La mise en réseau de la recherche nécessite une approche multiscalaire autrement plus fine. Je crains que la dynamique qui innerve cette LPPR ne se fasse au détriment des équilibres régionaux et territoriaux en matière d’aménagement du territoire.
Rendez-vous manqué, enfin, au moins dans le texte initial, pour réaffirmer les libertés académiques, c’est-à-dire la garantie pour les enseignants-chercheurs et les chercheurs de mener leurs activités pédagogiques et scientifiques en toute indépendance.
Héritées du Moyen Âge, ces libertés ont construit une université libre dans ses recherches et dans sa parole. Elles sont aujourd’hui mises à l’épreuve par la diffusion d’une conception anglo-saxonne de l’université, empreinte de bien-pensance et d’autocensure.
Je crois que vous êtes sensible à ce sujet, madame la ministre, vous qui aviez assisté à la représentation reprogrammée de la pièce d’Eschyle, Les Suppliantes, en Sorbonne, il y a deux ans, et qui avez livré au quotidien L ’ Opinion, cette semaine, une tribune attendue sur cette question.
Au-delà de ces atteintes insupportables à la liberté d’expression, la préservation intransigeante des libertés académiques est le gage de l’excellence de la recherche française.
Aussi, je souhaite qu’à l’occasion de l’examen de cette LPPR, nous puissions échanger sur ce sujet important dans les travaux quotidiens des chercheurs, des enseignants et des enseignants-chercheurs.

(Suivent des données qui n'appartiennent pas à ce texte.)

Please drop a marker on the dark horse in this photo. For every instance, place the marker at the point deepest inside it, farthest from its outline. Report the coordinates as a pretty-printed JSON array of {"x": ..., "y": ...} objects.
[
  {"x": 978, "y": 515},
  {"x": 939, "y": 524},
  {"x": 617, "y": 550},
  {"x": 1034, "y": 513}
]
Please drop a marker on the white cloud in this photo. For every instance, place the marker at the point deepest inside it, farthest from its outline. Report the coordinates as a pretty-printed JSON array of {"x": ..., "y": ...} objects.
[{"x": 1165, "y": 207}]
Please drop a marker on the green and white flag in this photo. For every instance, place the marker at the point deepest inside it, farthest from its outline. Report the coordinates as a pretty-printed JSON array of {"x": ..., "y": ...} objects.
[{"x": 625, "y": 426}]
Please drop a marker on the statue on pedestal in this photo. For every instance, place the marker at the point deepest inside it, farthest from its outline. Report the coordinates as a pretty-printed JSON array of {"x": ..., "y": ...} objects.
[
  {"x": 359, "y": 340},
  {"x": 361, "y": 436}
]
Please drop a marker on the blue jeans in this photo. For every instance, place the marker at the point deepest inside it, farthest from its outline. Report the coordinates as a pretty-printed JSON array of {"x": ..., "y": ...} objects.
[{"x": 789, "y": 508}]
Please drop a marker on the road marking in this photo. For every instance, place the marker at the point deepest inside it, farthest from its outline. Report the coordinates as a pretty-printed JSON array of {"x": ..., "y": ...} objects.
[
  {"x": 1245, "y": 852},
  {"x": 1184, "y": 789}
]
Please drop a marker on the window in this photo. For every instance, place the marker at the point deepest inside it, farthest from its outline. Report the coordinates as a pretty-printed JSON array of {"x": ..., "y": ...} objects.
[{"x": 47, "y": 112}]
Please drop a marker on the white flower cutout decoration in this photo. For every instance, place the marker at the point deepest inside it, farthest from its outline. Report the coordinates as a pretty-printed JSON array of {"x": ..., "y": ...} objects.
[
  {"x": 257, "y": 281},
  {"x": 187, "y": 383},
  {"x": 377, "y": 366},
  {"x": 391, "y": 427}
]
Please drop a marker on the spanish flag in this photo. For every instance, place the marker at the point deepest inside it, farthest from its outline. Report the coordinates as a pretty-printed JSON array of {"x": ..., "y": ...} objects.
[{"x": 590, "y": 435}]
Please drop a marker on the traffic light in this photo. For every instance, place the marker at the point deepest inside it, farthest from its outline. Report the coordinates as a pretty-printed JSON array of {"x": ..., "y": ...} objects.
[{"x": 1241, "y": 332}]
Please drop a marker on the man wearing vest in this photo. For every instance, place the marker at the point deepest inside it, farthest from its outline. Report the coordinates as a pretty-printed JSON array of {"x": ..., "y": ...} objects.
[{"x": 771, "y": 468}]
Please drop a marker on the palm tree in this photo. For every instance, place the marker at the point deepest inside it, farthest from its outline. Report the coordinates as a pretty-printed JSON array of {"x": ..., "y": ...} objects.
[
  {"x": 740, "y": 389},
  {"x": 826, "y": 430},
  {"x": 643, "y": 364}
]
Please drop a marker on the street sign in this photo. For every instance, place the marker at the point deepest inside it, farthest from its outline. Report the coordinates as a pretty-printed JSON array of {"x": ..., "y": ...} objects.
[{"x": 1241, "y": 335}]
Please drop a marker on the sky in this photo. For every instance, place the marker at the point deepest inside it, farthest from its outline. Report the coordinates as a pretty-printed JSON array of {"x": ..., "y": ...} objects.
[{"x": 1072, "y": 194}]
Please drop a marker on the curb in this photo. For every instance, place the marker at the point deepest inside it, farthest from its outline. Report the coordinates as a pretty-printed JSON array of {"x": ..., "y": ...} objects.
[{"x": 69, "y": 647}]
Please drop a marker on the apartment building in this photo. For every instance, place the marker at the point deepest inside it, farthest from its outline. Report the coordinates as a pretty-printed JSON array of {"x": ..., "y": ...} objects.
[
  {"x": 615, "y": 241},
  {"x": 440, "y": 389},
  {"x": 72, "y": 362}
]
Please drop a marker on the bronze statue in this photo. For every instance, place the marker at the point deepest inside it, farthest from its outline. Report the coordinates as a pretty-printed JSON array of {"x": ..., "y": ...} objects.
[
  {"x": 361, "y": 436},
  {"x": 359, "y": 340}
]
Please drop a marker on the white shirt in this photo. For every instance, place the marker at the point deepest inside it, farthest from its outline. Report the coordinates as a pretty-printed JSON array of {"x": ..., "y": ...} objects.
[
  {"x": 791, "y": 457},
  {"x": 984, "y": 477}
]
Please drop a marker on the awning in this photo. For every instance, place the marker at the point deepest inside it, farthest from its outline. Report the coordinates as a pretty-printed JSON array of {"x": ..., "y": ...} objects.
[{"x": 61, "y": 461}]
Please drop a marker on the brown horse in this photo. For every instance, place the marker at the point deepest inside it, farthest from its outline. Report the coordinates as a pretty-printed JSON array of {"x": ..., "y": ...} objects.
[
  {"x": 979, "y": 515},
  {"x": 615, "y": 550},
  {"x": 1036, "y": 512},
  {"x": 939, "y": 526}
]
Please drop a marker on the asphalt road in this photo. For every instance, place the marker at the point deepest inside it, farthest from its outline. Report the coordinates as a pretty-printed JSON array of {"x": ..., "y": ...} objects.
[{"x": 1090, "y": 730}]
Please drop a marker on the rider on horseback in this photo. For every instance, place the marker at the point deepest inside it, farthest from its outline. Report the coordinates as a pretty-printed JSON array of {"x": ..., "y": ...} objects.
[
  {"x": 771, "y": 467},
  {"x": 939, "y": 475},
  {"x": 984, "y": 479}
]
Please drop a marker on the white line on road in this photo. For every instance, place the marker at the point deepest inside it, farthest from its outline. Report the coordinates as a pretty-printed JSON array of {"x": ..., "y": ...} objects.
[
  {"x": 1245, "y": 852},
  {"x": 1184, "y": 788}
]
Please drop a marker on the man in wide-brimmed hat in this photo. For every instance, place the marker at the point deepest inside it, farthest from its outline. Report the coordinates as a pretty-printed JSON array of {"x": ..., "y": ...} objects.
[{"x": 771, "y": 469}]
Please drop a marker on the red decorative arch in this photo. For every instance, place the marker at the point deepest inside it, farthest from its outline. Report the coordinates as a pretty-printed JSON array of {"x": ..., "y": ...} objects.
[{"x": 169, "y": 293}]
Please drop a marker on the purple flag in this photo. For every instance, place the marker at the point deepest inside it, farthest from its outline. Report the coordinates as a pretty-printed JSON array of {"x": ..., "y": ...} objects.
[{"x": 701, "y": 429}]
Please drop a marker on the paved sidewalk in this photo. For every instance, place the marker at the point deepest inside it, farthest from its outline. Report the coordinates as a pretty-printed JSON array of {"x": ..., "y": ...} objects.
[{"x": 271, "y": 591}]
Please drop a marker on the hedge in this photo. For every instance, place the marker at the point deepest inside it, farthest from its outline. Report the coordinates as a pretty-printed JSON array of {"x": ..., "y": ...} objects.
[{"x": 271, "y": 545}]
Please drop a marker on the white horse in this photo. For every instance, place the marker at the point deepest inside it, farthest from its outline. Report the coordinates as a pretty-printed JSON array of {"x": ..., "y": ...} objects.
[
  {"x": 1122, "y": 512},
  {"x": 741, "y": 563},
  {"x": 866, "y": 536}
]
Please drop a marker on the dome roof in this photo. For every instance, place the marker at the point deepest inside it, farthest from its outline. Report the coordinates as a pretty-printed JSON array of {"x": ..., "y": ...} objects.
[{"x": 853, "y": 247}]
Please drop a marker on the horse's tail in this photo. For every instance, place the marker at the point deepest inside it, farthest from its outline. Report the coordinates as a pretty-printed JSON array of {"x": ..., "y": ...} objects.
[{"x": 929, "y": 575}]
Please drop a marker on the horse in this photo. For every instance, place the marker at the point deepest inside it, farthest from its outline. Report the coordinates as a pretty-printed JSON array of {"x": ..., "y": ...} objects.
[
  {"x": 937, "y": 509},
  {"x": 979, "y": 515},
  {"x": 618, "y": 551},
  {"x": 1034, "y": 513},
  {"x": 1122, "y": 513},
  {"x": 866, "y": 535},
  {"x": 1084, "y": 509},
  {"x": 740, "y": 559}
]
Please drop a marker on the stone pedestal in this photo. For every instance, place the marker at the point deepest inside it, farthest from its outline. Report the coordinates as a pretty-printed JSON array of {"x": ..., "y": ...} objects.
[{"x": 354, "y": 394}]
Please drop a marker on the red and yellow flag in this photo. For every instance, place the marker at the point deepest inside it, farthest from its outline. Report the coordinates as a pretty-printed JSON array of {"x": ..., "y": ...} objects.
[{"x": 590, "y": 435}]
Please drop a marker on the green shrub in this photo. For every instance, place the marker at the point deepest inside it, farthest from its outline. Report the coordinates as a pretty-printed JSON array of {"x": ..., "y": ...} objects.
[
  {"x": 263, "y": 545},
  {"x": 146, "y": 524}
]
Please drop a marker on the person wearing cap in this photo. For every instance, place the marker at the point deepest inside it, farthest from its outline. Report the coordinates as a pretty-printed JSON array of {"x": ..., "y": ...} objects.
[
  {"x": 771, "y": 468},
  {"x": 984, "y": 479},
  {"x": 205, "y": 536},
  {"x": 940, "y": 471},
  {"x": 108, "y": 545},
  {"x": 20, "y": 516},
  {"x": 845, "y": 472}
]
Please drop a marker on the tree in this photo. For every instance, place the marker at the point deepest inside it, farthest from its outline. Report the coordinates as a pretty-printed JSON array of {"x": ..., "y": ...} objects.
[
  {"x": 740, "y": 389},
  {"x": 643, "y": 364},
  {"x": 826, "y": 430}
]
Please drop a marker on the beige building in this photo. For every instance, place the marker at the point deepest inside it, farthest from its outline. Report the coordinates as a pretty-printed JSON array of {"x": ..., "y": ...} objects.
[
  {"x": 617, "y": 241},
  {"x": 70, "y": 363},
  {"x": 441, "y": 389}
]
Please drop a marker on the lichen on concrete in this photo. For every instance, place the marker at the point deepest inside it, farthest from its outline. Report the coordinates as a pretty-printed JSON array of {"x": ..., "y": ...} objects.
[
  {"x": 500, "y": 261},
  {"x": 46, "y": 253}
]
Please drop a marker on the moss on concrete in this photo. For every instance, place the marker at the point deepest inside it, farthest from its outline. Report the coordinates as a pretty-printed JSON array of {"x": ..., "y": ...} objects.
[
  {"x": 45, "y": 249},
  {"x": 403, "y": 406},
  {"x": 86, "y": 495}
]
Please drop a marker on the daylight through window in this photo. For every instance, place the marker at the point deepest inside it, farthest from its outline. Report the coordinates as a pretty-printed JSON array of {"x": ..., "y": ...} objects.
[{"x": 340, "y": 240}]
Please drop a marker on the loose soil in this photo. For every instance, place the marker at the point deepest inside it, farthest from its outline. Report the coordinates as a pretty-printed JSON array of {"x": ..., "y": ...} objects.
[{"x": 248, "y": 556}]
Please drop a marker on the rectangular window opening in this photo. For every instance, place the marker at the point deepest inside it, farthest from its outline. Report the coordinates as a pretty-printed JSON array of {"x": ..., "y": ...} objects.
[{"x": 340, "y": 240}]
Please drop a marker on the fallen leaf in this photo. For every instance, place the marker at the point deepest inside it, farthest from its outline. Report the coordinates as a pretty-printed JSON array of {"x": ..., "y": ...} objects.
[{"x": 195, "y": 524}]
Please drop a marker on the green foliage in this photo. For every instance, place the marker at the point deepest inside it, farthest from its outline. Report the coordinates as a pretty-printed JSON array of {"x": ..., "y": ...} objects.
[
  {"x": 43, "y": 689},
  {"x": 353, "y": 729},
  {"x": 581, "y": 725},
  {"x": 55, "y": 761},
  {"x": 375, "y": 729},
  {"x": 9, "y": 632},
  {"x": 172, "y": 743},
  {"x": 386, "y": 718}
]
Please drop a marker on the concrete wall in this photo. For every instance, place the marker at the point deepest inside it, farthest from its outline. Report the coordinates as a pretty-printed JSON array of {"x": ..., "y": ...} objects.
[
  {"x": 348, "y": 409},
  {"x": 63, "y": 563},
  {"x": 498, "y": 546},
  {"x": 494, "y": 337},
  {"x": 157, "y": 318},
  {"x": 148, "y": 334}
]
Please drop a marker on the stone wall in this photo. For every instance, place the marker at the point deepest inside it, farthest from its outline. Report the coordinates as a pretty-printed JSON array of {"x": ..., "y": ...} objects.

Je sais, madame la rapporteure, que c’est aussi votre souhait.
Je me réjouis par avance des débats que nous aurons et des apports du Sénat sur ce sujet qui touche à la liberté d’expression au cœur même de l’université. Elle en est, historiquement, le berceau et la garante, et nous en mesurons en ces temps troublés la précieuse valeur.
Madame la ministre, mes chers collègues, c’est parce qu’il a été profondément remanié par les apports de nos rapporteurs et de notre commission que le groupe Les Républicains votera cette LPPR. Ce n’est pas un texte majeur, encore moins fondateur, mais il permettra un certain nombre de revalorisations et de rattrapages qui s’inscrivent dans la nécessité de redonner confiance aux chercheurs de ce pays.
Le travail reste long, et nous avons ressenti, à travers les nombreux textes que nous avons reçus, combien l’impatience était grande et combien il était dommage que vous n’ayez pas su, à l’occasion de ce projet de loi, nouer le consensus, le dialogue et la confiance que la communauté scientifique était en droit d’attendre.